If you store important files in the cloud, online security is a big deal. The best protections against hackers stealing your password, man-in-the-middle-attacks and ransomware are at-rest and in-transit encryptions and good data center security.
FileAnywhere’s data centers are McAfee Secure tested and SOC-2 compliant, which means they adhere to five principles for handling customers’ data: security, availability, processing integrity, confidentiality and privacy.
The centers have fire suppression systems, automated security monitoring around the clock, infrastructure teams that work on site, hard drive arrays running RAID and daily vulnerability assessments.
The service uses AES 256-bit with SSL to protect your content in-transit. The same level of encryption will scramble your data at-rest, but only if you are a Professional or Enterprise subscriber.
Like many other EFSS solutions, it doesn’t use private, end-to-end encryption, which makes your files unreadable to anyone besides you. It doesn’t integrate with Boxcryptor, either, so you can’t use that to get it. FilesAnywhere takes a snapshot of every account daily. It stores it for 30 days and lets you use it if you’re hit with ransomware.
Encryption won’t help if you have a weak password. Fortunately, you can set minimum strength requirements and lengths for passwords in the Admin Console. Plus, you can set how often passwords expire, the number of failed attempts allowed before account lockout, prevent reuse of old passwords and enable the password recovery option.
You can enable two-factor authentication to help protect your users’ credentials, too. When it’s turned on, users will have to enter an additional code they receive via email, SMS or phone call to log in. Additional features include filtering access by IP address and restricting logins per day.
If you use Professional or Enterprise, you also get single sign-on to better manage user passwords and enable users to log in to multiple platforms with the same credentials.

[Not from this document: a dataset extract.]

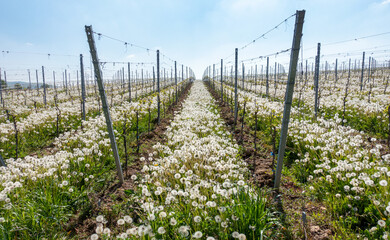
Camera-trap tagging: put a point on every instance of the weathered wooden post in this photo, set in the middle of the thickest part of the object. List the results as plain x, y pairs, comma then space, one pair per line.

FilesAnywhere restricts access to your files to a select few technicians who can’t get to them if they aren’t required by law. Still, the privacy of your files isn’t guaranteed, as it is with Sync.com, one of the best zero-knowledge services.
There isn’t a user forum to support you, but the service provides a knowledgebase, which it says you can access 24/7. We feel that around-the-clock access to help tips and an FAQ isn’t worth bragging about. What would be is 24/7 phone support, but it is only available 12 hours a day.
You can send an email via the submit request form. Our experiences varied, though. We asked a series of questions over several days. The first two were answered quickly, while the last two were still in progress a day later. Presumably, if you’re an Enterprise user, you can avoid that by using the VIP support, which has a priority line available.
We’re impressed with FilesAnywhere’s sharing options, as they include many features other services don’t. We can say the same about its Admin Console, which lets you tweak security in a variety of ways. Virtual folders give you a lot of flexibility when browsing your content and sharing it, too.
Still, FilesAnywhere varies in quality. There are strong security, sharing and sync capabilities coupled with low-value prices and an interface that’s rich in features but in need of an upgrade. The service is powerful, if still a couple of improvements away from being competitive with the best EFSS providers.